Opening day at Bonn Climate Change meeting - parties stick to traditional positions

By: Uthra Radhakrishnan

The demand was loud and clear from developing countries in the opening session of the first climate change meeting of the year, where parties from more than 180 countries had gathered to begin the important process of drafting an agreement to be signed in to place by 2015 amongst other issues. Every developing country group reiterated that the new agreement should be under the existing Convention that celebrates its 20th anniversary this year. They demanded that the Convention should neither be rewritten nor should it be reinterpreted.
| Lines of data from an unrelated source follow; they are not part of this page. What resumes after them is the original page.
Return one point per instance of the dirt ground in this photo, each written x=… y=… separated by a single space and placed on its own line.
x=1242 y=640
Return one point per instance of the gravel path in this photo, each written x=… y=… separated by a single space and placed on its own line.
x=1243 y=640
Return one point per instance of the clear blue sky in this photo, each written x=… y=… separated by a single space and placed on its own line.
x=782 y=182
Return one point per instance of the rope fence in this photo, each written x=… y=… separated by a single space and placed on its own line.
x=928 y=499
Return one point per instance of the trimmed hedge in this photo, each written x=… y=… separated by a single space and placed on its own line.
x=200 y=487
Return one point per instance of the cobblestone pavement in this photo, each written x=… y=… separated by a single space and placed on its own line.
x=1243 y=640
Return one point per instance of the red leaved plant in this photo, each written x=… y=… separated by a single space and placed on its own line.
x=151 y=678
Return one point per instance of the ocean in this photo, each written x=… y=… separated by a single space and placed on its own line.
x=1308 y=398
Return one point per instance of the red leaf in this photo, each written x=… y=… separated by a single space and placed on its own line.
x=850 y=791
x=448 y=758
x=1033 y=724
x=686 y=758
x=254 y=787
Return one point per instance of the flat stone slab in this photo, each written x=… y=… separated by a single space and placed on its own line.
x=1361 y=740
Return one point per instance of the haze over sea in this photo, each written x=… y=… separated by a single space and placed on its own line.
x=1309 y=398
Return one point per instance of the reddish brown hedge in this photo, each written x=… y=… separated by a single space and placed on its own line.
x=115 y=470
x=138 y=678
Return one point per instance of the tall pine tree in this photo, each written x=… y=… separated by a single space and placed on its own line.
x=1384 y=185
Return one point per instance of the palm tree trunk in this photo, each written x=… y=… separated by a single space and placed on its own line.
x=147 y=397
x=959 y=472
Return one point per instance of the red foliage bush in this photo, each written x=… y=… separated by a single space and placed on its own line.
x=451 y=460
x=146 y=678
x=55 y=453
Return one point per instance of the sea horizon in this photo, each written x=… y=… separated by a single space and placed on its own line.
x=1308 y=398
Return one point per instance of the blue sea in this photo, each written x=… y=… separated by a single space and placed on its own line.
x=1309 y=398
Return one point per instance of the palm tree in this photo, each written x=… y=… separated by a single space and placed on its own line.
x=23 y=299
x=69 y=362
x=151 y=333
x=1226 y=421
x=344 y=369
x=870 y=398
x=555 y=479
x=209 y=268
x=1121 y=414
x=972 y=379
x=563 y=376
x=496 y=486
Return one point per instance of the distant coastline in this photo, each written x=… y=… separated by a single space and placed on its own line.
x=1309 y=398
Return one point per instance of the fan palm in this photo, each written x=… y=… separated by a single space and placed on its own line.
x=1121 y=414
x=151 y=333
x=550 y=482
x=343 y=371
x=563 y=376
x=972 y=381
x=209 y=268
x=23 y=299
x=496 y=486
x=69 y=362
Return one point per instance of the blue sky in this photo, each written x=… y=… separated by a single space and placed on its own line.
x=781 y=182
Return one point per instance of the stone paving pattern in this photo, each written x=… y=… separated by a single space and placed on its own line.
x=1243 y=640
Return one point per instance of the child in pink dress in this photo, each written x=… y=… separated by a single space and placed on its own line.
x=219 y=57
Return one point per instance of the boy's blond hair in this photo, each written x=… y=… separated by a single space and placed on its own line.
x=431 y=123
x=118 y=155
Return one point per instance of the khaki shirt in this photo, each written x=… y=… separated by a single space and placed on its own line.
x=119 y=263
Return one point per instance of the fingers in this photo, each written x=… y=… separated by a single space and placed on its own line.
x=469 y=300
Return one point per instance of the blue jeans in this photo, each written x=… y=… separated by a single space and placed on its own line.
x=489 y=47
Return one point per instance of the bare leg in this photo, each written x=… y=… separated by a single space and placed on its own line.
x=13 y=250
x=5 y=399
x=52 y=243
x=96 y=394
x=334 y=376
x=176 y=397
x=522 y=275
This is not the first time that they demand this. The Convention states that developed country parties i.e. the industrialised north, should take the lead in implementing the Convention owing to larger financial and technological capacities but also owing to their larger share of historical emissions. Some developed country parties have tried to circumvent this for long and are now calling upon all the parties to take action. The reason being the ‘evolving capacities’ of countries. Both these stances are fairly well rehearsed and established positions. But with little time left on their side, parties are walking a fine line between an agreeable agreement and what can be called the ‘battle of the Annexes.’ The Umbrella group, a grouping of the major developed countries minus the EU pointedly noted the need to move beyond the existing differentiation between developed and developing country parties. Pat came the response to this from the like-minded developing countries group (LMG), a grouping that includes India and China. They called for CBDR (common but differentiated responsibilities)-based differentiation and for keeping the annexes as they are. Whether countries will battle this head on or choose to side-step it remains unclear.

Pre-2020 ambition
Renewable energy and energy efficiency is a key focus area at the meeting which is also discussing how parties will increase their ambition between now and 2020. A series of workshops have been lined up for the year based on options that have been identified as having high mitigation potential. This list of options includes avoiding forest emissions (REDD), hydro fluorinated gases and carbon, capture and storage. While the focus on renewable energy and efficiency are commendable, the overall selection of options, particularly the focus on carbon, capture and storage seems to be at odds with that of renewable energy. Sudan on behalf of the African group addressed this issue by stating the need for not looking at specific sectors but identifying the full range of options in a region-specific and circumstance-specific manner. But whether these actions should be taken by all countries and how they should be accounted towards closing the existing gap to stay below a 2 degrees increase in temperature remained contentious. Developing countries demanded that developed countries should first increase their targets to reflect the science-based target of 25-40% below 1990 levels. India, speaking on behalf of the BASIC group said that “the concern is not that developing countries are doing more but that developed countries are not doing enough to increase their low ambition levels.” Some including countries from the Latin American grouping ALBA even said that this need for increase in ambition from developed countries in the period up to 2020 should be intrinsically linked to how countries participate in a post-2020 agreement. Developed countries remain resolute in its ask that all parties should contribute, discounting the logic of developing country parties.

Adaptation
A positive development through the first day was the attention and traction that an adaptation proposal gained which AILAC mentioned in its opening statement and a global adaptation goal proposed by the African group in a consultation later in the day. Colombia on behalf of the AILAC group identified specific areas under adaptation including the development of robust adaptation metrics and methodologies which is lacking when compared to mitigation actions that are easier to measure. It also mentioned the need to move beyond existing frameworks like the Nairobi framework and lend more coherence to such institutions in a future agreement. The issue of loss and damage was brought back to the table by several parties that argued for its formal reflection in a 2015 agreement. There were also specific calls to link mitigation action to adaptation and loss and damage costs. But without predictable finance from developed countries, neither these costs nor the institutions being set up to work on these areas will be addressed. Developing countries pointed out that finance should not only be predictable but also verifiable.

Overall, the first day saw most official groupings adopt traditional positions. Several developing country parties asked for formal contact groups to be set up in order to start negotiating the elements of the text. Some in the halls of the World Conference Centre called the tactics used by parties as part of the “negotiation culture” that prevails. But whether and to what extent parties will show flexibility in the coming days will determine how negotiations are going to proceed through the year and finally to Paris in 2015.